リスクとは日常的には危険性の程度という意味で使っている。リスクを取るというのは危険を冒すということである。しかし、ファイナンスの理論とか統計の世界では変動率のことをいうのでボラティリティや標準偏差などはほとんど同じような意味を持つ。変動が激しいときはリスクが高い、すなわち危険だということになる。ところが何の変動を見るかにより意味する中身がかなり違ってくる。
投資ファンドの成績をみる場合には数年間の利益のバラつきを見る。例えばある投資ファンドの過去10年間の平均の年利益率が10%、バラつきの程度(標準偏差)が6%だったとするとリスクとはこの6%のことである。この投資ファンドを買えば年間利益率が10%±6%の間に入る確率はおよそ65%である。リスクと期待値の関係を端的に表すのがシャープレシオで市場金利をゼロとすればこの場合シャープレシオは10/6=1.67となる。シャープレシオ2.0以上で優秀、1.0以上でまあまあという評価のようだ。

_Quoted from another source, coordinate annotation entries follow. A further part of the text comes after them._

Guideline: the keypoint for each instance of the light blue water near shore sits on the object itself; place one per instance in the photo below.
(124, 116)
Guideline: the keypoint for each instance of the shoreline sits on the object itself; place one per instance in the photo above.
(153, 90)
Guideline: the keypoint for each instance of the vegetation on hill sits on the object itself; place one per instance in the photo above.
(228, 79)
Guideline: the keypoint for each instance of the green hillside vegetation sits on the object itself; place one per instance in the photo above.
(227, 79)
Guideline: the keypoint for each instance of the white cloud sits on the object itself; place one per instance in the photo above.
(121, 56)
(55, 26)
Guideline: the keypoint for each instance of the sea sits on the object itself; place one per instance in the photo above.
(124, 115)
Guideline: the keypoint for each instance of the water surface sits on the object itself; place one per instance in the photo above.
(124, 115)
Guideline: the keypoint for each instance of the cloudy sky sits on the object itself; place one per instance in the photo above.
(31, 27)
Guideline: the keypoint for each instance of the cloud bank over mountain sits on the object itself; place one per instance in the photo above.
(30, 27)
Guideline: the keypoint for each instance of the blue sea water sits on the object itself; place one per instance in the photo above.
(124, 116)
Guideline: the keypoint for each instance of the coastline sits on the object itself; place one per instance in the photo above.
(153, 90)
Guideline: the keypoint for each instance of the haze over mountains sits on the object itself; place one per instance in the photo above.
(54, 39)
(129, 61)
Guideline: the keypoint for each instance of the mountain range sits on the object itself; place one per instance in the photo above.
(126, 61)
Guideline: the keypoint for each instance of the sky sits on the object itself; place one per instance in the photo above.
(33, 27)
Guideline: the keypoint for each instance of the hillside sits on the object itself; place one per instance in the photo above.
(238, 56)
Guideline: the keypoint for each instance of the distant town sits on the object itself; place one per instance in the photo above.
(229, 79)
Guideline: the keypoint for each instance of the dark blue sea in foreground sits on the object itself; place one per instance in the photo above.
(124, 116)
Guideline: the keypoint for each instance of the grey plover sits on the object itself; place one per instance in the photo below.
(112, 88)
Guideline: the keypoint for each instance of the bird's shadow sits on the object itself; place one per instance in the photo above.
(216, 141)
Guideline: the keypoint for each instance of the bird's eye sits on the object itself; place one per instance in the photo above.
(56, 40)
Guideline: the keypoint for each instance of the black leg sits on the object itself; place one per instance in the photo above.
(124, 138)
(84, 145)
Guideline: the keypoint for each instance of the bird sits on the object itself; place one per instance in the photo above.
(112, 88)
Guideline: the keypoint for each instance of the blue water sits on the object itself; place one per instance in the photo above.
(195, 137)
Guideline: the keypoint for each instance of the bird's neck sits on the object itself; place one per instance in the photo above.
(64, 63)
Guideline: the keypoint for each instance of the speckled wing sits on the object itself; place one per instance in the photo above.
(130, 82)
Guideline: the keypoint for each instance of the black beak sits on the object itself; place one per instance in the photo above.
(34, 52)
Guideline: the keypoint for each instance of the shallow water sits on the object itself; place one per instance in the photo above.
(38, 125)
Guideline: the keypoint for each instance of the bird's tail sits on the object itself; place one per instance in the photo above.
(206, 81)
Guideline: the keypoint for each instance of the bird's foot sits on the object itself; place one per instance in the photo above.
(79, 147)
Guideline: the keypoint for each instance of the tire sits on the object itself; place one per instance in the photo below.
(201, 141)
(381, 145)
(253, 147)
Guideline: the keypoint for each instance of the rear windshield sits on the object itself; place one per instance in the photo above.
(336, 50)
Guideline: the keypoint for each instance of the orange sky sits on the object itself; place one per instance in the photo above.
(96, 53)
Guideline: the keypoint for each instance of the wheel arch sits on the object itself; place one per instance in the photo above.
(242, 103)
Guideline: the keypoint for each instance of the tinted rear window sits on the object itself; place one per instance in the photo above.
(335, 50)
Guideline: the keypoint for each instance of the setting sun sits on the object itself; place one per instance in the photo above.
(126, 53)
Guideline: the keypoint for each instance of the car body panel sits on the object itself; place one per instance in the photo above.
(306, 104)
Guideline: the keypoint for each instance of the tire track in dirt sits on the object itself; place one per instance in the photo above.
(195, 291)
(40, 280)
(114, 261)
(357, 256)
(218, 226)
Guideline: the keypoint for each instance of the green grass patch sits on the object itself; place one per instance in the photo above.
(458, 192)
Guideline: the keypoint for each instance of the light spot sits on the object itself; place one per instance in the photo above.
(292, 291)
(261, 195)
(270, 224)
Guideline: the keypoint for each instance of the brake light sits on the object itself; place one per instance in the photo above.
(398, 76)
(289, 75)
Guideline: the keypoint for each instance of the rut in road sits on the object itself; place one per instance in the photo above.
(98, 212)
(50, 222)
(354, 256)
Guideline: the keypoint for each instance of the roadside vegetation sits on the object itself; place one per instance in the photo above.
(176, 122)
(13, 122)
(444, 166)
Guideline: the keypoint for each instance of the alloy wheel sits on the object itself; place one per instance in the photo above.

個別銘柄やインデックスの価格の変動についてはボラティリティという言葉が使われる。これもバラつき=標準偏差のことだが、投資ファンドの例とはバラつきを測る対象が違う。投資ファンドの場合は各年の利益率のバラつきを対象とするが、インデックスのボラティリティとは一定期間の日々の株価の変動率(当日株価÷前日株価)のバラつきを年率に置き換えたものである。毎日一定の比率で上昇したり下落したりすれば変動率は一定なのでボラティリティはゼロとなってリスクは非常に低く極めて安定した運用ができることになり、これは分かりやすい。逆に高値波乱のように乱高下するときには変動率のバラつきが大きくリスクが高いので、一般的には利益を出すのは難しいと言える。
1日新値法など短期順張りスィングでトレードする場合、月間変動率の平均と年間利益率の相関関係を調べると明らかに変動率が高い方、すなわちリスクが高い方が利益率も高くなる傾向がある。正にハイリスク・ハイリターンである。ところが逆張りではまったく逆で、変動率が高ければ危険が高いだけで期待利益率もマイナスになる。そして変動が少ない方、いわばローリスクの方がハイリターンになる。ただ、順張りが上手く行ったときのハイリターンのレベルは2倍3倍は普通にあるのに比較して逆張りで年2倍のリターンを獲得するのはかなり難しいと思う。
信用取引、先物取引、FXなどでレバレッジを高くかけると収益の変動が大きくなり、大きな損失を被ることもあるので、リスクが高い取引と言われることも理解しやすい。逆に自分が耐えられる損失が分かっていれば、このレバレッジを調整することでリスクもコントロールできる。私は個別銘柄については最大ドローダウンが20%程度になるようにレバレッジを調整している。